16. Hukuk Dairesi 2016/12143 E. , 2016/9981 K.
"İçtihat Metni"MAHKEMESİ :ASLİYE HUKUK MAHKEMESİ
Taraflar arasında görülen dava sonucunda verilen hükmün Yargıtay"ca incelenmesi istenilmekle; temyiz isteğinin süresinde olduğu anlaşıldı, inceleme raporu ve dosyadaki belgeler okundu, GEREĞİ GÖRÜŞÜLDÜ:
Kullanım kadastrosu sırasında Mimar Sinan Mahallesi çalışma alanında bulunan 142 ada 13 ve 146 ada 3 parsel sayılı 348.03, 385.44 metrekare yüzölçümündeki taşınmazlar, kadastro tutanaklarının beyanlar hanesine, 6831 sayılı yasanın 2/B maddesi uyarınca orman sınırları dışına çıkarıldıkları, 142 ada 13 parsel sayılı taşınmazın 1 yıldan beri ..."ün, 146 ada 3 parsel sayılı taşınmazın 15 yıldan beri ..."ın fiili kullanımlarında bulunduğu şerhi yazılarak bahçe vasfıyla Hazine adına tespit ve tescil edilmişlerdir. Davacı ..., dava dilekçesi ile 142 ada 13 parsel sayılı taşınmazın kendi kullanımında olduğu iddiasına dayanarak dava açmış, yargılama sırasında dava etmek istediği taşınmazın 146 ada 3 parsel sayılı taşınmaz olduğunu belirtmiştir.

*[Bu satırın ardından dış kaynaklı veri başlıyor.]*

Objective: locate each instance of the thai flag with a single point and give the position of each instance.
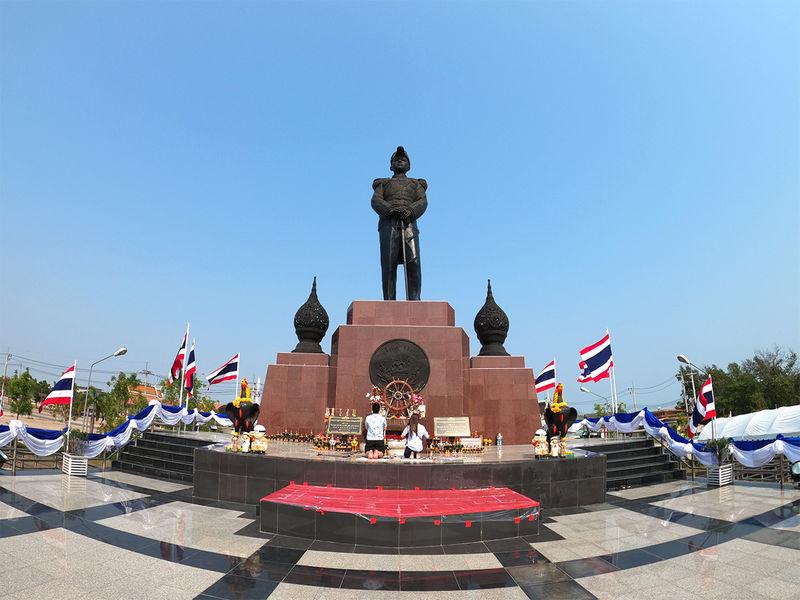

Mahkemece yapılan yargılama sonunda; çekişmeli 146 ada 3 parsel sayılı taşınmazın Hazine adına tapuya tesciline, davalı lehine olan kullanım şerhinin iptali ile, tapu kaydının beyanlar hanesine, taşınmazın 09.03.2015 tarihli bilirkişi raporunda (A) harfi ile gösterilen sarıya boyalı 192.72 metrekarelik bölümünün 15 yıldan beri davalı ..."ın, (B) harfi ile gösterilen yeşile boyalı 192.72 metrekarelik bölümün 1992 yılından beri davacı ..."nın fiili kullanımında bulunduğu şerhinin yazılmasına, davalı ..."e karşı açılan davanın husumet yokluğundan reddine karar verilmiş; hüküm, davalı Hazine vekili ve davalı ... tarafından temyiz edilmiştir.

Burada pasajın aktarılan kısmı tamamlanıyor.